In an effort spearheaded by the Supreme Leader, Iran’s regime has courted Iraqi Prime Minister Haider al-Abadi, on issues such as regional leadership and opposition to an independent Iraqi Kurdistan.

After Ayatollah Khamenei welcomed al-Abadi on Tuesday and set out the Islamic Republic’s key points — notably without the presence of President Hassan Rouhani — Speaker of Parliament Ali Larijani pressed Iran’s line on Wednesday.

Larijani implicitly bolstered the increasingly vocal criticism of a Kurdistan referendum, declaring that “the Zionist regime seeks Iraq’s disintegration”. The Speaker even linked the issue to “Takfiri terrorists”, saying that they are creating internal conflicts “to raise the issue of Iraq’s partition, which Israel is seeking” and to occupy Baghdad with domestic issues to undermine its positive role in the region.

“Iran will never play into the hands of countries that deploy terrorists under different pretexts,” Larijani asserted.

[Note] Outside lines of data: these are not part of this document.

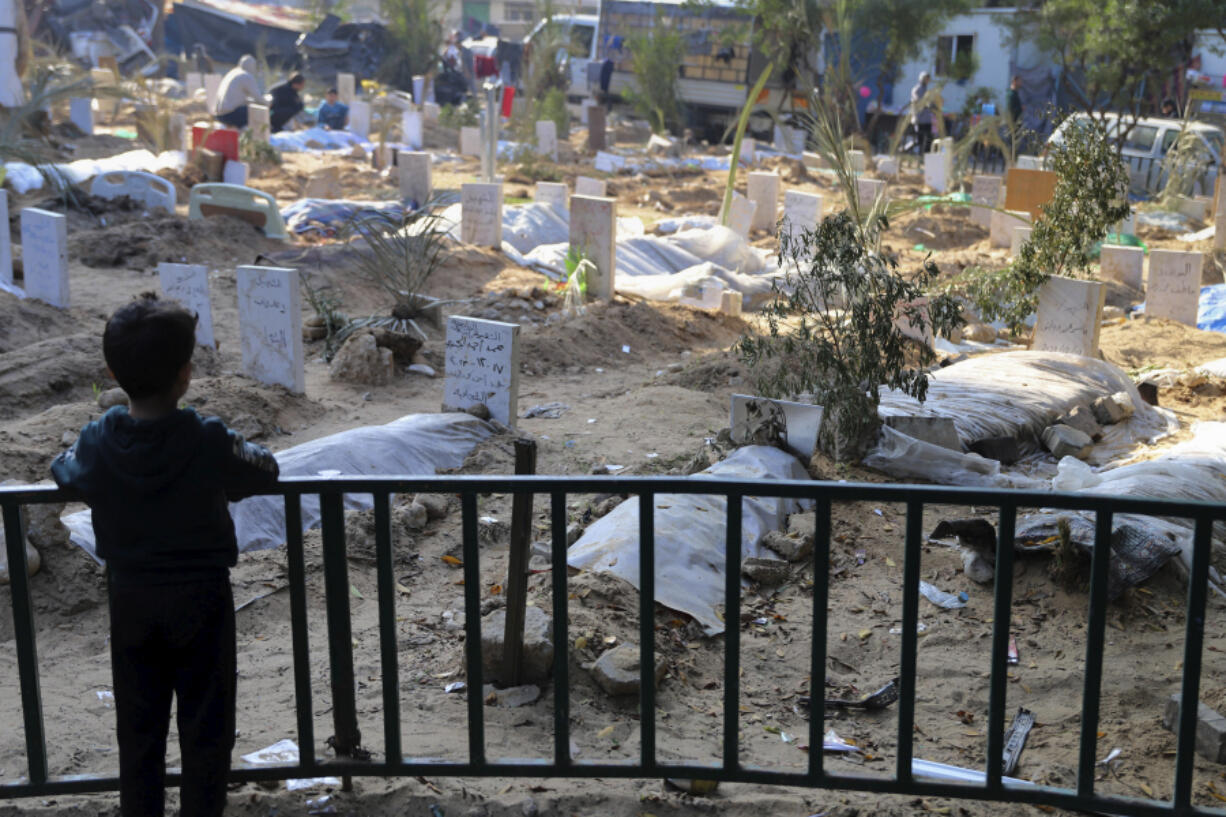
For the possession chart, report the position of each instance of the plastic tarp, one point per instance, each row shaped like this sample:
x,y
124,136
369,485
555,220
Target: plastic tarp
x,y
1012,394
416,444
23,178
690,534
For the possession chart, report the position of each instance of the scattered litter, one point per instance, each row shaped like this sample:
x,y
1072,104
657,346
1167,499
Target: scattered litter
x,y
942,599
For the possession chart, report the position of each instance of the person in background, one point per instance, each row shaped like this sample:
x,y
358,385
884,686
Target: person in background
x,y
334,114
286,102
921,114
238,88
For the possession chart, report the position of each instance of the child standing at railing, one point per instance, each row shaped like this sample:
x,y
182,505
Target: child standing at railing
x,y
158,479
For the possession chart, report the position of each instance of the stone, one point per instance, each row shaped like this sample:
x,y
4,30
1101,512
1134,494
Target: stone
x,y
593,231
1210,729
188,283
1064,441
537,661
481,214
763,190
270,325
1172,288
1083,418
44,255
112,398
361,361
769,573
617,671
483,367
938,431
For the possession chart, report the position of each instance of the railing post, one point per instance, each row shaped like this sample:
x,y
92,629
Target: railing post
x,y
347,739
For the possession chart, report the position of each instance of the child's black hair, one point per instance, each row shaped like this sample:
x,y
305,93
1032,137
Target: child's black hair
x,y
147,342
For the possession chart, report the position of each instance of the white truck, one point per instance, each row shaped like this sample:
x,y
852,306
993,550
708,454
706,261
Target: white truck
x,y
716,71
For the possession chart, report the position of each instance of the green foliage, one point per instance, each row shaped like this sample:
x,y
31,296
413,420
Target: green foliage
x,y
417,36
1091,195
831,329
655,58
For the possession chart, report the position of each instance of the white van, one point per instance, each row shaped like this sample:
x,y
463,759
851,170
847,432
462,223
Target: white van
x,y
1148,144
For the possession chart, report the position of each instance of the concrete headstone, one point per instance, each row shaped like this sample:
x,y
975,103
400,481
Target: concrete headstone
x,y
483,367
593,231
1069,317
1172,288
270,320
44,255
188,283
481,214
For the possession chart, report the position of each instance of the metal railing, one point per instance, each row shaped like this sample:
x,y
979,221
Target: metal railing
x,y
905,782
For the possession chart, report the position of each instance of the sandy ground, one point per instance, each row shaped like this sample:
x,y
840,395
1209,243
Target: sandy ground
x,y
647,410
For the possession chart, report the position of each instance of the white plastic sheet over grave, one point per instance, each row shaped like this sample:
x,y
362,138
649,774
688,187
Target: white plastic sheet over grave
x,y
417,445
690,535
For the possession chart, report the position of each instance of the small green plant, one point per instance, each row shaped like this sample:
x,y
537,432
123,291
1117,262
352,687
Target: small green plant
x,y
1091,195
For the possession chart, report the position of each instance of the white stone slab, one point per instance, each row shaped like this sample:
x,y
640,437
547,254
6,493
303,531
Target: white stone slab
x,y
801,422
346,87
547,139
1002,223
415,176
586,185
270,322
1020,236
868,190
483,367
593,230
552,193
985,190
5,241
1123,265
81,114
1172,288
44,255
188,283
359,119
1069,317
259,122
470,140
763,189
481,214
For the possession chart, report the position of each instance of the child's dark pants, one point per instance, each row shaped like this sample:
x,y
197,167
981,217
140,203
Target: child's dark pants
x,y
173,639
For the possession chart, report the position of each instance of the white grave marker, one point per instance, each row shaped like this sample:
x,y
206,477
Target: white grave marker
x,y
481,214
1069,317
763,189
188,283
547,139
593,231
415,177
359,119
1123,265
985,190
411,123
44,254
586,185
552,193
81,114
346,87
270,320
483,366
1173,286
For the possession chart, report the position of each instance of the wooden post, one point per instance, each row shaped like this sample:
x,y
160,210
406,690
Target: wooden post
x,y
517,568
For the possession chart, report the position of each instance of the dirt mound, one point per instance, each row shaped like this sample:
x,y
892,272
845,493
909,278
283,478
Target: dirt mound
x,y
142,244
618,333
61,369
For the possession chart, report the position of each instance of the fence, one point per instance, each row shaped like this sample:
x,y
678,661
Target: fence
x,y
907,772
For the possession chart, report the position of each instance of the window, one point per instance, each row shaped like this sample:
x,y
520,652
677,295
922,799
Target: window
x,y
955,55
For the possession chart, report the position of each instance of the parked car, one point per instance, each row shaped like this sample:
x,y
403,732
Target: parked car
x,y
1146,146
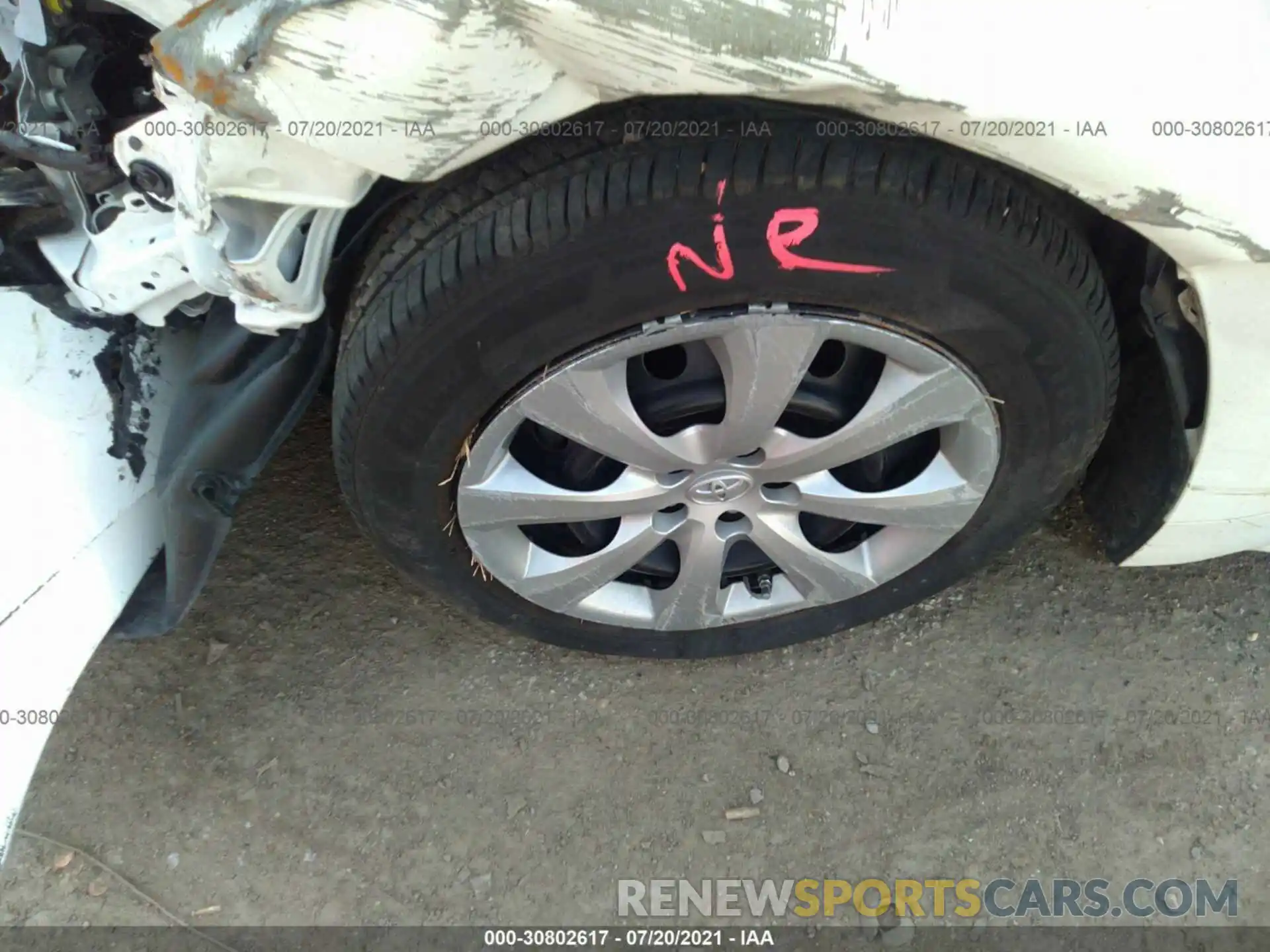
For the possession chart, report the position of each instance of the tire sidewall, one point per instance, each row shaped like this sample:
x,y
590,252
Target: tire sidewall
x,y
963,286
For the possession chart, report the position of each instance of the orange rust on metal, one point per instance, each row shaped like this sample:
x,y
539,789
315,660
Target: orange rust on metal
x,y
194,15
169,65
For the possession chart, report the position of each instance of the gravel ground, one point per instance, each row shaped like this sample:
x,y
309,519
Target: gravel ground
x,y
323,744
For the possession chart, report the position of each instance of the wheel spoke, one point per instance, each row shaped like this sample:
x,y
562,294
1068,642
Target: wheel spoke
x,y
593,408
904,404
512,495
937,499
820,576
695,598
761,368
560,583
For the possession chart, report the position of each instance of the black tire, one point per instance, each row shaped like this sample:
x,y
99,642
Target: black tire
x,y
476,286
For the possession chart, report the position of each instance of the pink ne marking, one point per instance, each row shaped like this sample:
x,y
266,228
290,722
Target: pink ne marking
x,y
683,253
808,221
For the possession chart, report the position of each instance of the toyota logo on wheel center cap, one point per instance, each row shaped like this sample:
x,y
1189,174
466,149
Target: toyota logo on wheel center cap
x,y
720,488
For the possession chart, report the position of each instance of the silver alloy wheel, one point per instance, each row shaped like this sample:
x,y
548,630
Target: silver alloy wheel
x,y
756,475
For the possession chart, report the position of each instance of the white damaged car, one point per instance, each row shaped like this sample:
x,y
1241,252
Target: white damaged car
x,y
677,329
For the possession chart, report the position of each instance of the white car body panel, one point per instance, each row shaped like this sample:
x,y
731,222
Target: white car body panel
x,y
80,528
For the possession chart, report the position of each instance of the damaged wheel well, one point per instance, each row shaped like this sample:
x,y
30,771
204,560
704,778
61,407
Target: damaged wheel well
x,y
1142,465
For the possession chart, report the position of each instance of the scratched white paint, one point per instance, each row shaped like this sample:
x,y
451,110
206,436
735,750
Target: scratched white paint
x,y
79,528
1226,506
89,535
1081,61
226,34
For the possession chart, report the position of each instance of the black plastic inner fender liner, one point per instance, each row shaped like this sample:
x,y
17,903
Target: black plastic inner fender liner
x,y
245,394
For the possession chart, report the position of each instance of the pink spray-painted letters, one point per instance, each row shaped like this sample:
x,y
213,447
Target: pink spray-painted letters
x,y
779,241
683,253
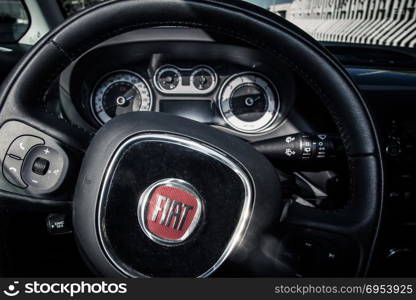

On Tuesday, al-Abadi was taken straight from the airport to his audience with Ayatollah Khamenei, who used the occasion for another blasting of the US: ““Do not trust the Americans at all because they seek an opportunity to strike their blow.”

Khamenei said of Iraqi Kurdish independence: “As a neighbor, the Islamic Republic of Iran is against certain murmurs about the holding of a referendum for the separation of a section of Iraq.”

See Iran Daily, June 21: Was Tehran’s Missile Attack In Syria A Dud?

Iran’s long-standing interest in Iraq, and its approach to the region, is facing the dual challenge of a toughter Saudi line — bolstered by President Trump’s visit to Riyadh in late May — and the ISIS-claimed June 7 double attacks in Tehran.

The Supreme Leader and senior military and political officials have escalated their rhetoric against a supposed US-Saudi-Israeli plot against the Islamic Republic, and the Revolutionary Guards fired missiles on Sunday into Syria, the first Iranian airstrikes in the country’s 75-month conflict.

Dropping his foreign policy of “engagement” for the harder line of the Supreme Leader, President Hassan Rouhani marks Quds (Jerusalem) Day on Wednesday:

Today, it happens rarely for Zionists not to have a hand, either behind the scenes or openly, in rifts among regional countries.

It is clear that they support terrorism in the region. Undoubtedly, the split between regional countries and the Muslim world, such as the ones between Iran and Saudi Arabia, Qatar and Saudi Arabia, Yemen and Saudi Arabia, and Egypt and Turkey eventually benefits global Zionism and usurping Israel.